Doch dann hatten Kloeris und ihre Kollegen eine Idee. „Die waren Mitte bis Ende der 1960er Jahre entstanden“, sagt sie. „Aber aus mikrobiologischer Sicht waren sie noch sicher.“ Die Wissenschaftler beschlossen, das mittlerweile jahrzehntealte Lebensmittel zu probieren, bevor es weggeworfen wurde.

Sie öffneten die Dosen und fanden Lebensmittel, die für eine einfache Einnahme gewürfelt waren: gewürfelte Käsesandwiches, gewürfelter Speck, gewürfelte Kekse und „Erdnussbutter-Sachen“. Alles war lagerstabil, genau wie handelsübliche Konserven. Ein bisschen altbacken vielleicht, aber ansonsten essbar.
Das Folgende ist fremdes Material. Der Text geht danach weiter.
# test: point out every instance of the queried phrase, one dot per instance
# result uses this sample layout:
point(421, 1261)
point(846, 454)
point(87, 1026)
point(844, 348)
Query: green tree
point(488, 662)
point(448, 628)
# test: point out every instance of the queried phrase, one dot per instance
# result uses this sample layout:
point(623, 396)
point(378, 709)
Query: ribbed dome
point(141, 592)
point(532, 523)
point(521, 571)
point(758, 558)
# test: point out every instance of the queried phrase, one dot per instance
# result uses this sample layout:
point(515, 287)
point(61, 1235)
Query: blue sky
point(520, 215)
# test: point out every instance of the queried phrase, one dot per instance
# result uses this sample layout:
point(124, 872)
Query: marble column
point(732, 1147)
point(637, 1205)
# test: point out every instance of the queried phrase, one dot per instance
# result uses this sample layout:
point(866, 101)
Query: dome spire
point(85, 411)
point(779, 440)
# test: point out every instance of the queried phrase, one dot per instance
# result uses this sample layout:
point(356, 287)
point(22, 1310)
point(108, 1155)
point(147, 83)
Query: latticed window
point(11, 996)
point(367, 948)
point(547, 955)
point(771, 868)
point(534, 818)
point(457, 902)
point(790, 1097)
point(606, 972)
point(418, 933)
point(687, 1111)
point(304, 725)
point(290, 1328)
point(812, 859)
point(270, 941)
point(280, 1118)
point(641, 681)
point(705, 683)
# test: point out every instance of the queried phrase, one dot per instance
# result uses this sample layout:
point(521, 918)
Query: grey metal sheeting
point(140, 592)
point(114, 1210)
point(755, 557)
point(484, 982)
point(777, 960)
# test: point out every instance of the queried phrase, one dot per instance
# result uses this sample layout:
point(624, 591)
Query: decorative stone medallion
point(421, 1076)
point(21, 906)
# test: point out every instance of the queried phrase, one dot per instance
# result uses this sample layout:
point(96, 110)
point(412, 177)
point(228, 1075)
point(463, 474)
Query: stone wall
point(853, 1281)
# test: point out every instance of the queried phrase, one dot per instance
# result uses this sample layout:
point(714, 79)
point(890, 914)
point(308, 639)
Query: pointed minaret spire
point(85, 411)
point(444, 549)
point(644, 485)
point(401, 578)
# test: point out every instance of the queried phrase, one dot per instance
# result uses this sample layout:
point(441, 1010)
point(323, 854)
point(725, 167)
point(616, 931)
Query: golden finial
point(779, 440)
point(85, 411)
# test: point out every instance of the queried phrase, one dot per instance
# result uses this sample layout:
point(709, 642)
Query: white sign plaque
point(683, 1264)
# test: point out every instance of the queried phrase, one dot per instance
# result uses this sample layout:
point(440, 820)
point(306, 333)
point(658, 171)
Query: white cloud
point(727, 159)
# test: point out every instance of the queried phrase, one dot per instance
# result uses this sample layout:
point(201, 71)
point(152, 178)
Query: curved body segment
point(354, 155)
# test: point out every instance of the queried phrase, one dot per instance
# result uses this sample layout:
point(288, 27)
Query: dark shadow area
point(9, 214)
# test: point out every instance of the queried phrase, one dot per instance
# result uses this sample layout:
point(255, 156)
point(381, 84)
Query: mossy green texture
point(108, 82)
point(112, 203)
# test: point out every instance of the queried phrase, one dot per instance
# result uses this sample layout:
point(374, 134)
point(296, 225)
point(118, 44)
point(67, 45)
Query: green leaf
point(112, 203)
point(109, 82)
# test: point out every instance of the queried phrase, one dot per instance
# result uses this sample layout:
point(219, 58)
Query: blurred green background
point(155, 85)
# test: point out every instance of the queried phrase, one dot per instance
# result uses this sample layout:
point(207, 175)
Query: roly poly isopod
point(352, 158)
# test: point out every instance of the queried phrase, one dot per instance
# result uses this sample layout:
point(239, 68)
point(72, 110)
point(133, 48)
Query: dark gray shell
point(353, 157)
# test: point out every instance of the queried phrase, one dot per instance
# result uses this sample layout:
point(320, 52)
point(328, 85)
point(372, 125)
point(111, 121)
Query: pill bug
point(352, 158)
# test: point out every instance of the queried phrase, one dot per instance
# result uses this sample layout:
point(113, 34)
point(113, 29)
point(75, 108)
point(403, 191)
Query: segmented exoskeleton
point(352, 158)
Der Fundus an Weltraumnahrung war eine Erinnerung daran, wie weit die NASA und die Raumfahrtprogramme aus den Anfängen der Astronautenmenüs gekommen waren und wie weit es noch gehen musste. Der Verzehr von Nahrungsmitteln im Weltraum war schon immer eine Herausforderung, und gewürfelte Käsesandwiches sind nur ein Teil der Geschichte.

Mutig kauen

Während die heutigen Weltraummahlzeiten nach Geschmack, Nährwert (normalerweise unter 3000 Kalorien, mit dem richtigen Verhältnis von Proteinen, Fetten und Kohlenhydraten) und visueller Attraktivität geplant werden, konzentrierten sich die frühesten Versuche der NASA, Astronauten zu ernähren, hauptsächlich auf eine Sache : Könnte ein Mensch im Weltraum überhaupt Nahrung schlucken oder verdauen?

Astronaut John Glenn beantwortete diese Frage 1962, als er als erster Amerikaner im Rahmen der Mercury-Mission an Bord der Raumsonde Friendship 7 Nahrung zu sich nahm. „Die ursprüngliche Weltraumnahrung war Tube Food“, sagt Kloeris. „Das waren pürierte Speisen, die man sich in den Mund quetschen würde.“ Glenn aß Apfelmus, und seine Beilage mit Zuckertabletten und Wasser ging ohne Probleme (es sei denn, Sie betrachten die Erfahrung des Essens aus einer Zahnpastatube als Problem). Apfelmus war auch nicht die einzige Option; Wenn Glenn ein schickeres Abendessen wollte, gab es püriertes Rindfleisch mit Gemüse.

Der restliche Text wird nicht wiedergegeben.